Secondly, accept that whatever the answer is, it doesn't mean you can never get around it. Yes, you might get a NO for "will I get this job". But that can mean that this specific job is not the best one for you and there is another better one in the pipeline, just stay patient and keep doing your best. Same goes for partners, or even children. Will I have a baby this year with a negative answer doesn't mean you'll never have kiddies.
Tarot works best as a troubleshooting, problem solving and self development tool IMO, and you can't beat an obstacle and choose a different, more fruitful path if you can't identify the problem/obstacle in the first place. So sometimes negative readings are blessings in disguise as they warn you about an outcome and give extra time to prepare and change your plans. And sometimes, they actually show a negative outcome brought to you by... you.
I've had more negative answers to my own job application questions than I care to remember.

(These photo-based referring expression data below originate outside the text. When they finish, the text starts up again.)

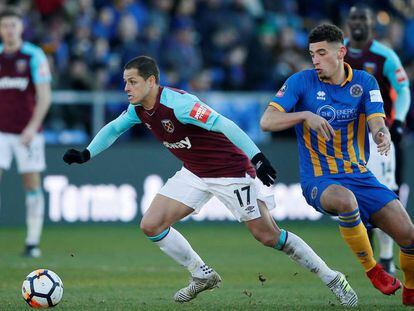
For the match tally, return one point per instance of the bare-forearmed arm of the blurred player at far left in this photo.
(41, 78)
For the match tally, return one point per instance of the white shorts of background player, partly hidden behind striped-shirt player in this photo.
(382, 166)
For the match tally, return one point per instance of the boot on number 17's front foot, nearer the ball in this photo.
(196, 286)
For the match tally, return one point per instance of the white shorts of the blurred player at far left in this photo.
(29, 159)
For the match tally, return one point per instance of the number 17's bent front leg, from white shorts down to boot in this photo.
(179, 197)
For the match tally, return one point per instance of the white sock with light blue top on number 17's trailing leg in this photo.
(303, 255)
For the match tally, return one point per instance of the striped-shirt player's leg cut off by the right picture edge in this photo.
(394, 220)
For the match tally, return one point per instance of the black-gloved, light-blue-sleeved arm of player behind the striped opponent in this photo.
(399, 81)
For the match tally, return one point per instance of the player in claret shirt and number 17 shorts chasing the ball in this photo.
(218, 158)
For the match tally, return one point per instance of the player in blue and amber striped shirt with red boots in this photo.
(330, 107)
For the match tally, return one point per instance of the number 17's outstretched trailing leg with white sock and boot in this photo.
(264, 228)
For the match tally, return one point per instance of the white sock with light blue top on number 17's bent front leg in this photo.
(172, 243)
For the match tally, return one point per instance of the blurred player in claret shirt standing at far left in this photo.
(25, 99)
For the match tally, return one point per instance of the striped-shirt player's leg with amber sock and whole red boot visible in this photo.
(340, 200)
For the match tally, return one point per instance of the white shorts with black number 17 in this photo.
(239, 195)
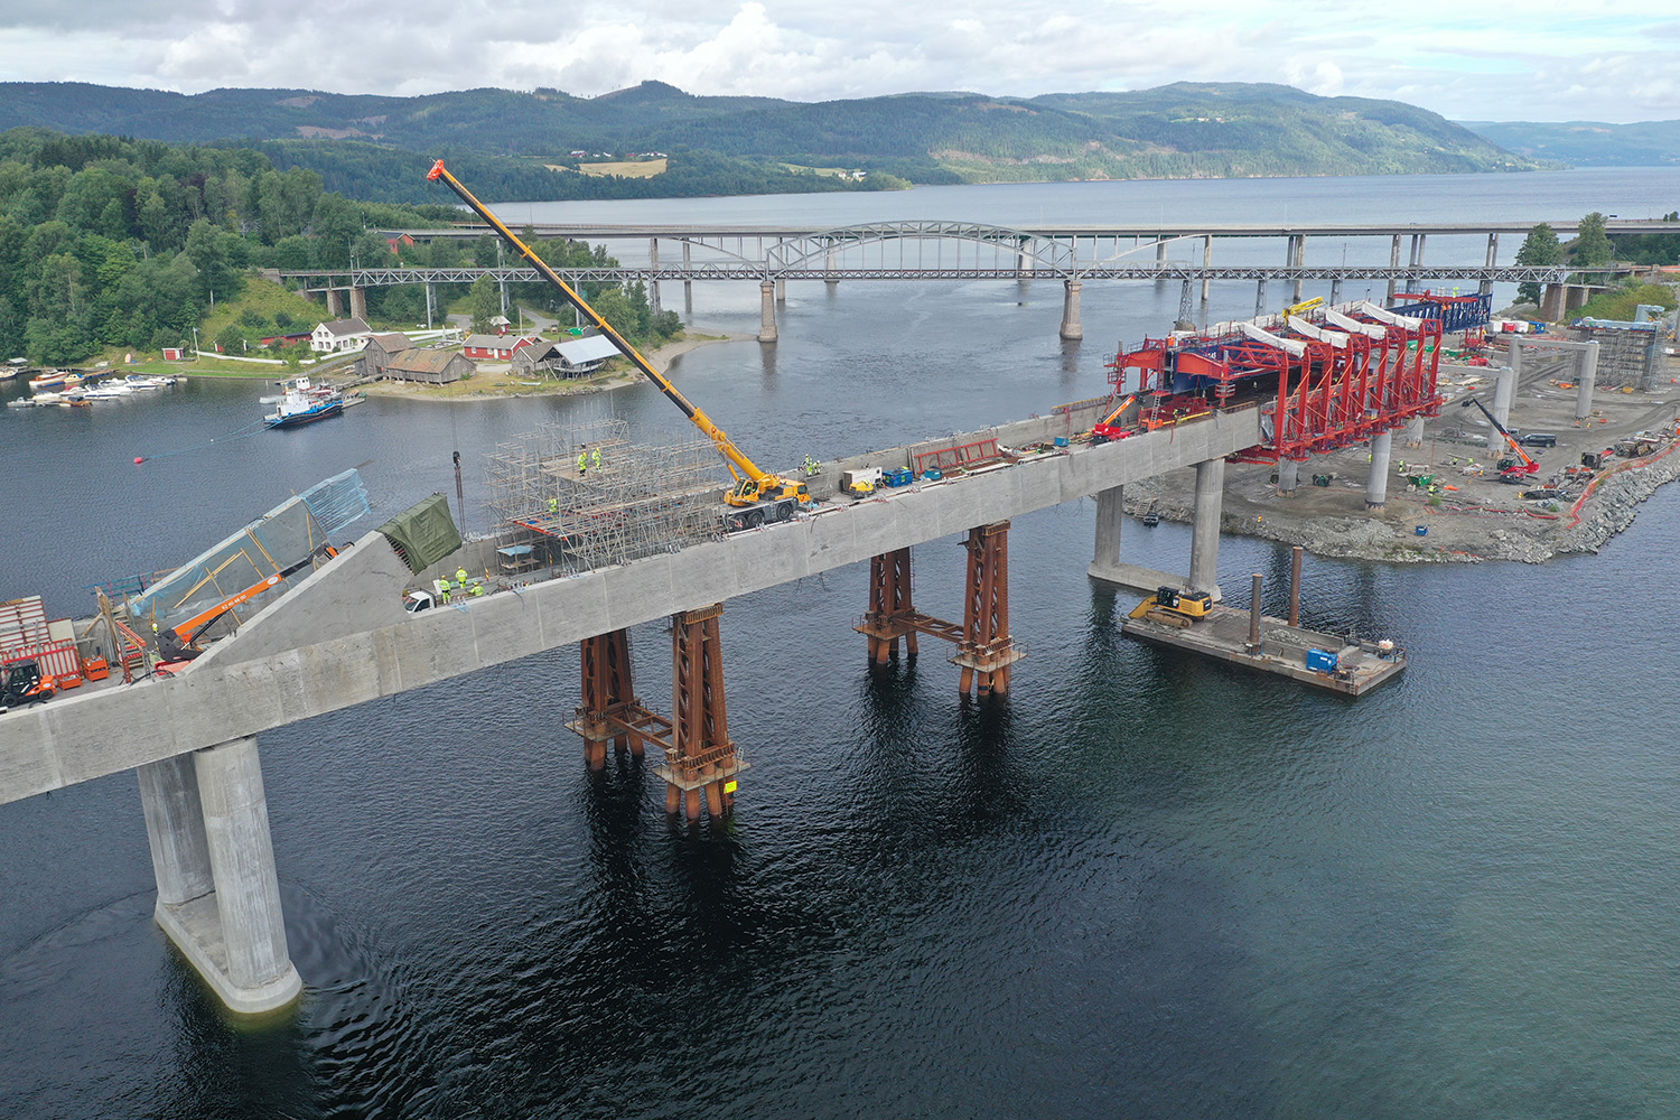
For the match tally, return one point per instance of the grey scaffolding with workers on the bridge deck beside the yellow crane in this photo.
(596, 500)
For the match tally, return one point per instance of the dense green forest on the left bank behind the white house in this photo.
(110, 243)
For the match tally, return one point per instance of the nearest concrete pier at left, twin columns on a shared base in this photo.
(219, 899)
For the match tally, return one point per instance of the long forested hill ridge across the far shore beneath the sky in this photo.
(369, 145)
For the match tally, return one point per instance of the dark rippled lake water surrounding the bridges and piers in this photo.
(1140, 886)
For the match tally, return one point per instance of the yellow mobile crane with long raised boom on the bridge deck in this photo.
(757, 495)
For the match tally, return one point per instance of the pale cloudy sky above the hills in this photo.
(1533, 61)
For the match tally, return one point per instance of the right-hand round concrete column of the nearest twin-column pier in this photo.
(248, 892)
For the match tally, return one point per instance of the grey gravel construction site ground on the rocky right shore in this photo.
(1483, 518)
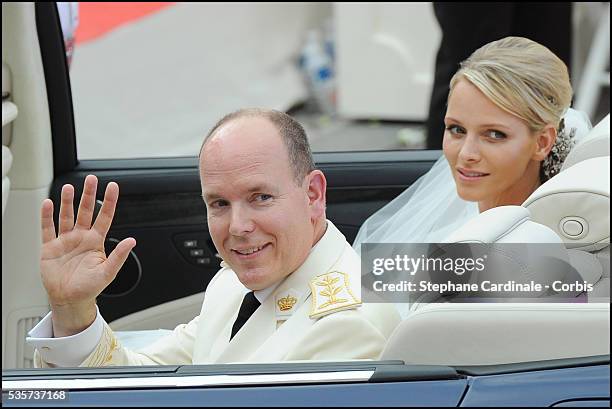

However, in half of the questions I learned later on that a) the job opening didn't go forward and no one was selected or b) I actually didn't want the job after some reconsidering! So, sometimes a NO answer can mean that you yourself will end up changing your mind in the future and YES was never a long-term possibility. Funny that!
Unless you have a reliable, established system for knowing when cards mean yes and when they mean no, it's always better to ask something more open-ended or descriptive. Such as: what would be my best course of action in relation to... Or what should I take into account... Or how should I proceed in this matter. A snappy quote I once saw was: my deck doesn't come with yes and no cards, so it's not realistic to expect yes or no pop out.
Each card has multiple, layered meanings, which can take positive or negative flavour depending on the question. Say, 10 Cups is one of the happiest cards in any deck: the attainment of dreams, culmination of happiness, the ultimate bliss. But you might not want to see that card pop up for your love interest and his/her current partner, in case you are sneakily hoping it would be on a shaky ground and you'd still have a chance in winning this popular person's heart. So, depending on a question, even the most positive card can take a negative vibe for you personally.
Some readers use a fixed system where certain cards or reversed cards mean no and certain others mean yes. Feel free to experiment and find your own system. I myself haven't found a fool proof system and I always treat yes and no questions with a pinch of salt, trying to see the context and the wider answer and angle the cards inevitably provide. It can be helpful, too, to not just expect black and white but to accept the gradual greys in between.